Understanding Referential Joins..
In SAP HANA there are 2 new type of db joins in addition to 4 standard db joins, they are “Referential Join” and “Text Join”. Knowing how and when to use Referential Join will be useful when there are complex data models in works.
This post explains Referential Join topics in the below order:
- Referential Integrity with an Example.
- Referential Join.
- Examples with different query scenarios.
- When to use Referential Join?
Referential Integrity with an Example.
With the relationship of “Primary Key” and “Foreign Key” between multiple tables, the meaning of the data is complete with all dependencies established by the relationship. If primary key record is deleted or edited then the meaning might no more be same as data in secondary tables might be separated without any dependency.
Any foreign key is expected as a primary key in the referenced table this is referential integrity.
B_ID column in Books table is primary key and foreign key in Publisher and Author table. With this established dependency the Book details will also get Author and Publisher names (data completeness ensured).
In a scenario where a record from Books table is deleted, the data in Publisher and Author will not make any sense on their own as they are linked with B_ID. By ensuring referential integrity the record in Books table cannot be deleted without first deleting the related records in Publisher and Author tables (this can be done with cascade delete also). In a similar way any primary key record is expected to have a foreign key record to ensure the completeness of the meaning of the data.
Referential Join works like Inner Join with the Referential Integrity of the data ensured and also behaves differently in different query scenarios
Examples with different query scenarios.
Note: The scenarios mentioned below are with respect to SAP HANA Calc Views
Join: Join Books.B_ID = Publisher.B_ID;
Scenario 1: Select * from Join;
In this case the referential join behaves like an inner join and gives out the common records
Result: B_ID: 101,102,103 with TITLE, P_NAME
Scenario 2: Select B_ID, TITLE from Join;
In this case data from right table is not queried for, therefore the join itself will not be executed (in calc views) which improves the performance of calc engine. We can say that in this scenario the referential join behaves like join from the Books table.
When to use Referential Join?
Use Referential join when the referential integrity of data is ensured. If the referential integrity is not ensured then the Join might not return expected result.
If a Star join is being built, by default the join choice is Referential. This is because the star join will contain the data from different dimensional tables and fact table. Even though it is not mandatory to have this join, it is preferred.
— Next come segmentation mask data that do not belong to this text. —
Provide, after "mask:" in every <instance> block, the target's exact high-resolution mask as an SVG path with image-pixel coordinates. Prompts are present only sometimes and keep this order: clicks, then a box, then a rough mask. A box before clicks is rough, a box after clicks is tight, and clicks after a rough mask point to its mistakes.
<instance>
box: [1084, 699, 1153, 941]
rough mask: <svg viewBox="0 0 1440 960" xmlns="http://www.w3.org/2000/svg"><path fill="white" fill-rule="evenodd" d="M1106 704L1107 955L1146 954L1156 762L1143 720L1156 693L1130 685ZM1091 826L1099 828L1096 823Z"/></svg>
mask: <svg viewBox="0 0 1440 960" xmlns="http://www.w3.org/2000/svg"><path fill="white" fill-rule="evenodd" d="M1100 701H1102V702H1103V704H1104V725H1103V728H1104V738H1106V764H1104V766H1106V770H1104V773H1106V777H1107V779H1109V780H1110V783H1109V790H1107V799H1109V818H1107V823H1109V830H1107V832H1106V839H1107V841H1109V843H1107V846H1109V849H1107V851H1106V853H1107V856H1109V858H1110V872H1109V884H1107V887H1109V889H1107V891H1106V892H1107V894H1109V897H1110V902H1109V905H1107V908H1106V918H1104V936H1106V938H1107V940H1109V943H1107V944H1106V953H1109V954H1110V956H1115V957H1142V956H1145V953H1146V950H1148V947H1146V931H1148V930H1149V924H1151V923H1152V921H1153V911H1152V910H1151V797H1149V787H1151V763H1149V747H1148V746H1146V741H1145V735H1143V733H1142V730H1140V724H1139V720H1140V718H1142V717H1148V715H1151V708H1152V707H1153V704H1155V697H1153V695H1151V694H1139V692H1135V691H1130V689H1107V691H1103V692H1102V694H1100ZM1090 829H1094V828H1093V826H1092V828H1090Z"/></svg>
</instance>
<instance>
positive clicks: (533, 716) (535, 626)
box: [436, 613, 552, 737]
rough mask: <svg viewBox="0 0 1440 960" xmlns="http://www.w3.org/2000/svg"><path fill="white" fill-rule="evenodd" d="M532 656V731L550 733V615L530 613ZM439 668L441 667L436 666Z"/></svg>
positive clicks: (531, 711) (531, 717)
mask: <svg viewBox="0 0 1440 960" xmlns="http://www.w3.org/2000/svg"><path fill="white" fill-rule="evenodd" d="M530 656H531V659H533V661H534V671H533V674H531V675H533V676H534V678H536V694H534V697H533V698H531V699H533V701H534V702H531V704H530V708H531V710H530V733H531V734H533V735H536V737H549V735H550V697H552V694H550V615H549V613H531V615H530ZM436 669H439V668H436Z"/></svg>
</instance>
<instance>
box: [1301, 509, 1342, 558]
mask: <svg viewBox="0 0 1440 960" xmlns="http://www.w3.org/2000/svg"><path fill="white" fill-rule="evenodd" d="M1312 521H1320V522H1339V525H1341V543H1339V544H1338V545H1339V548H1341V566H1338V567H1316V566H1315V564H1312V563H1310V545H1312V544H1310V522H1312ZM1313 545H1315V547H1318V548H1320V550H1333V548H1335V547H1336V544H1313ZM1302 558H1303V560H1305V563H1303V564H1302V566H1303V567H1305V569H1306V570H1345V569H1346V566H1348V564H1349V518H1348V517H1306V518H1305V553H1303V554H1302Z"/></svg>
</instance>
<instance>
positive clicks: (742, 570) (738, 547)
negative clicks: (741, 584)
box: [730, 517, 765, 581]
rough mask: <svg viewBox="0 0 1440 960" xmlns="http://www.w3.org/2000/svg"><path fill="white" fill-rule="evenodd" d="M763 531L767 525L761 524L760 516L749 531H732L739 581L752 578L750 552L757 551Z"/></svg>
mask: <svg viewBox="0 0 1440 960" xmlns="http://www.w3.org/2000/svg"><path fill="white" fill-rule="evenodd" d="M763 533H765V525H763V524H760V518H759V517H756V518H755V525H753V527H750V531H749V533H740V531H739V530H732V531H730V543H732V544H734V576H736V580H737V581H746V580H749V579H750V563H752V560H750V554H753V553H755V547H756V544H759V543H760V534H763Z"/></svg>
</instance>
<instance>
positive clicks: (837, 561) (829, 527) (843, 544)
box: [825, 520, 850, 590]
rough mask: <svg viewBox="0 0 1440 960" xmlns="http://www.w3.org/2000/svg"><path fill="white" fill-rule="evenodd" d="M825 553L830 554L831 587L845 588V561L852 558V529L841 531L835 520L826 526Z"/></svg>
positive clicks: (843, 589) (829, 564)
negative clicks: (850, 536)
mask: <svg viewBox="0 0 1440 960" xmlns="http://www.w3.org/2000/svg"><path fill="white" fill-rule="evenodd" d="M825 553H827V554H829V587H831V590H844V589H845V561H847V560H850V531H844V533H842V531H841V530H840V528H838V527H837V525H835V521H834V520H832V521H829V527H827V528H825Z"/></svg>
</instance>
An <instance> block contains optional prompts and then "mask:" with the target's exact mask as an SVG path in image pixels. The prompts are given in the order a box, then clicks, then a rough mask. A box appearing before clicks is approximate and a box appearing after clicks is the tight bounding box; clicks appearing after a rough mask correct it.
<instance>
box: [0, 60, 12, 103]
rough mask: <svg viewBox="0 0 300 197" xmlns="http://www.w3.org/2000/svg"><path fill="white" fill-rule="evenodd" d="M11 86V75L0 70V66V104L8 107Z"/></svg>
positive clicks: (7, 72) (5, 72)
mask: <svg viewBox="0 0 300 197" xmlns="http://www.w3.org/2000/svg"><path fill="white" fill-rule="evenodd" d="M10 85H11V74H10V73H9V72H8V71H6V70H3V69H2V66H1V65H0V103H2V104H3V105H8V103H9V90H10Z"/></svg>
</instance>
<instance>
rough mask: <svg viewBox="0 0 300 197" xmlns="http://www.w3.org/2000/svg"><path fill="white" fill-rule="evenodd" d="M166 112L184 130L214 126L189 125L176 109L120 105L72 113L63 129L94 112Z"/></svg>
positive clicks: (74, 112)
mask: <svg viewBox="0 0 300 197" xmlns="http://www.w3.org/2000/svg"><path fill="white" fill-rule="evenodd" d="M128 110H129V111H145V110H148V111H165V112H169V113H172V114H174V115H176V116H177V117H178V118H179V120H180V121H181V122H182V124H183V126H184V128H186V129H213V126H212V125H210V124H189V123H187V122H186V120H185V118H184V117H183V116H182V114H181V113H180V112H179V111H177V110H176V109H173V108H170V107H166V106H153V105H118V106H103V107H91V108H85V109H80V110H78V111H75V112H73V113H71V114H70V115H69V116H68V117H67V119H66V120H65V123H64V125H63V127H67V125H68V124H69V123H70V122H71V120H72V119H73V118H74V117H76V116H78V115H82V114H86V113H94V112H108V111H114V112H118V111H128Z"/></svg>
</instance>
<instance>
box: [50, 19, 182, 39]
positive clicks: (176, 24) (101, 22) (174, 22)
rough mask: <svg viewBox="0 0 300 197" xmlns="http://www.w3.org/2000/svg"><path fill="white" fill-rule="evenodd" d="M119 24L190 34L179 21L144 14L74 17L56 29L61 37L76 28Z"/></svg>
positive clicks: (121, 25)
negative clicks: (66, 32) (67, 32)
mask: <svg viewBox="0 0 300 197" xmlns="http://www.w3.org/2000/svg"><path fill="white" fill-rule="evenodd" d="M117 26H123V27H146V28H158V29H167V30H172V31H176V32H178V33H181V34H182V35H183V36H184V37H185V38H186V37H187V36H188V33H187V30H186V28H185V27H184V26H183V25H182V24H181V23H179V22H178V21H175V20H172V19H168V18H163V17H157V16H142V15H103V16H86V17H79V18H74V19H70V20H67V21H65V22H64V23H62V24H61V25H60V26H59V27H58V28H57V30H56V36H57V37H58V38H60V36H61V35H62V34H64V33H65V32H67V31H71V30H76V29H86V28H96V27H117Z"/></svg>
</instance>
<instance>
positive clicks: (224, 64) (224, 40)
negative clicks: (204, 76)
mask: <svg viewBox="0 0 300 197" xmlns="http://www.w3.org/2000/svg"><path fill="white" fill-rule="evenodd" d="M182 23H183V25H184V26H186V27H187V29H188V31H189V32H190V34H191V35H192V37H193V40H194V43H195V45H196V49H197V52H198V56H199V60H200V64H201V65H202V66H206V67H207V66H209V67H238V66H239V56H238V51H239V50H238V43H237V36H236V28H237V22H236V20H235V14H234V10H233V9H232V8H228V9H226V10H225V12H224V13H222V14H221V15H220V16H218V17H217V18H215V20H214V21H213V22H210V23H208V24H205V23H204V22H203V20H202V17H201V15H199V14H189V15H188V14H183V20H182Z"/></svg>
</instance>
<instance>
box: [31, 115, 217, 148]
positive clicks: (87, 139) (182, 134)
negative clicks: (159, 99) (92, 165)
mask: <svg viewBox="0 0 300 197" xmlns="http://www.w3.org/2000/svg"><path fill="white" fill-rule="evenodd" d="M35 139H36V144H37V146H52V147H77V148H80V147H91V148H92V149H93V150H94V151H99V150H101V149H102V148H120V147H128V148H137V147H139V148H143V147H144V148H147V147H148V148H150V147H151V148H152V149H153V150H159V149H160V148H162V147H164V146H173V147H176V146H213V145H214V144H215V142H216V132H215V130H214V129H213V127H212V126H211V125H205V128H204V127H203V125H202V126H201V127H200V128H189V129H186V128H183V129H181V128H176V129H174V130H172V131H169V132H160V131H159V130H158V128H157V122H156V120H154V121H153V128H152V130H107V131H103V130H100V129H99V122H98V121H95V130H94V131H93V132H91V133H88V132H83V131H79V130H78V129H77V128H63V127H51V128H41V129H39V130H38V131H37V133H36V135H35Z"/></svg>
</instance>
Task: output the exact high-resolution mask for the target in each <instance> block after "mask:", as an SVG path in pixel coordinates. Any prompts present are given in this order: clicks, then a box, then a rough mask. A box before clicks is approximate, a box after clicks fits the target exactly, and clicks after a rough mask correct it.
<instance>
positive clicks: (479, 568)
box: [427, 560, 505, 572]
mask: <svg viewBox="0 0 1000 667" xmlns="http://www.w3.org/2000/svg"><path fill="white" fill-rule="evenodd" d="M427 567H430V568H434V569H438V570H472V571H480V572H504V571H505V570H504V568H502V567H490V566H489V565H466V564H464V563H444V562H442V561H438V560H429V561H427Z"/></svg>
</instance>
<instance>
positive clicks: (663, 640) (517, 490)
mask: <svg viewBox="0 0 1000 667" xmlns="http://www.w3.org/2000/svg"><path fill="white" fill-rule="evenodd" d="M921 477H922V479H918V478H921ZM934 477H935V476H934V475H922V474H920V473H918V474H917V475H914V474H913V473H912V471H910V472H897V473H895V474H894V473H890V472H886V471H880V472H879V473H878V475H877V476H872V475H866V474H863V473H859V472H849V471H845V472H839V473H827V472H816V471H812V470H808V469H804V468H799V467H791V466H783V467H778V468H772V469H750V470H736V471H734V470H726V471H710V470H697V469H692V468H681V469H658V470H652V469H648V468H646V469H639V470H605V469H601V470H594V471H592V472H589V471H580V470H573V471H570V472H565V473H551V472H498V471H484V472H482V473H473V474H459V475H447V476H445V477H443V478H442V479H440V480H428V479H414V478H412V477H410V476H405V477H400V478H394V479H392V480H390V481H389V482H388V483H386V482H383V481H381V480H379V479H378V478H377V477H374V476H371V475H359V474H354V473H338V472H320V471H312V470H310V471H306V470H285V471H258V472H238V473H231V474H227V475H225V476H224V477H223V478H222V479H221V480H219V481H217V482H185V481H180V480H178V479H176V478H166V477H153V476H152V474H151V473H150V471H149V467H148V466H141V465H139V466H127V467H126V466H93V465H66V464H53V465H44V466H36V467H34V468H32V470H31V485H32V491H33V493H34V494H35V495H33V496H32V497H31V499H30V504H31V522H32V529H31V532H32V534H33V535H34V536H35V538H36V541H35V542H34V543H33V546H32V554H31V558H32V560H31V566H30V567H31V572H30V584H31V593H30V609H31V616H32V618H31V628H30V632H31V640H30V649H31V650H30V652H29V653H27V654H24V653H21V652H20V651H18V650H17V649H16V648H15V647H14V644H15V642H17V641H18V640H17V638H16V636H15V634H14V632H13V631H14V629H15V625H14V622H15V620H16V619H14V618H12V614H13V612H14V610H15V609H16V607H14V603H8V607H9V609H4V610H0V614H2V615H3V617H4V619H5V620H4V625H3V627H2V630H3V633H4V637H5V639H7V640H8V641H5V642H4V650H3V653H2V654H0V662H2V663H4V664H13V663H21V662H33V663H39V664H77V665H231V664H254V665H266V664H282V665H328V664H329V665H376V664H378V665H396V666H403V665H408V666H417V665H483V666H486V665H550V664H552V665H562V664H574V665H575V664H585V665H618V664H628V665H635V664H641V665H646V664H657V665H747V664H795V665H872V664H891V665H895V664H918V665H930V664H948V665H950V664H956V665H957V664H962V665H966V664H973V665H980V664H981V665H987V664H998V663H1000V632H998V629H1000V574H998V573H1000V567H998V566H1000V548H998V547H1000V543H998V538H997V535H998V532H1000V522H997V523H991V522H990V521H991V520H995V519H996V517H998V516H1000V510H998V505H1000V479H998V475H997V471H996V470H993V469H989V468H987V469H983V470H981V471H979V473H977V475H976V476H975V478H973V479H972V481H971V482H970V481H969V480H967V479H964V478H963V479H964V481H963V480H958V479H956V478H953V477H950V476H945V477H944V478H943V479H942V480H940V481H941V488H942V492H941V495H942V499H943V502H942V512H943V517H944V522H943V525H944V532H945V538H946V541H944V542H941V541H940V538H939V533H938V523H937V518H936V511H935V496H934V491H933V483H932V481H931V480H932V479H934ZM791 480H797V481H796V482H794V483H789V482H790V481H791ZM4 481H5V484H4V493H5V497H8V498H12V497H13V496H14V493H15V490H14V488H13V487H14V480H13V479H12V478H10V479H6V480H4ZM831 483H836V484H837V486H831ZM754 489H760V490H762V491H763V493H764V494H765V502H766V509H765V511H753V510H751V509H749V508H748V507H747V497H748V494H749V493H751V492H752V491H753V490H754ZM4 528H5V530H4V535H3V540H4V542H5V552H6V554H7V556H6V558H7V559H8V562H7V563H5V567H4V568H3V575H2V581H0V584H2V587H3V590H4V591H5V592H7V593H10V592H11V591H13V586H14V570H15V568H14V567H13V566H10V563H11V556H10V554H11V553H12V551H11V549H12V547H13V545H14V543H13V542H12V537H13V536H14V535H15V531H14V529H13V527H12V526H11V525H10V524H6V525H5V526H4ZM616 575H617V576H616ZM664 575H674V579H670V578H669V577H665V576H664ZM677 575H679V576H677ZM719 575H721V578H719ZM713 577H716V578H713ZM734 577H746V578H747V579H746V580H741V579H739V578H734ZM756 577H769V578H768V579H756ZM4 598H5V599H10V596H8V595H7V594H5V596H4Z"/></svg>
Referential Join is built on Inner Join, and ensures Referential Integrity. It is optimised to use the calc engine in best way possible like in scenario 2 above.
Nice blog explaining the basics of Referential Join.
One comment from my side,
For Scenario2 : the Referential Join will not be executed if the cardinality is n:1 but if the cardinality on right table is not :1, the join will always be executed even if no column from right table is requested.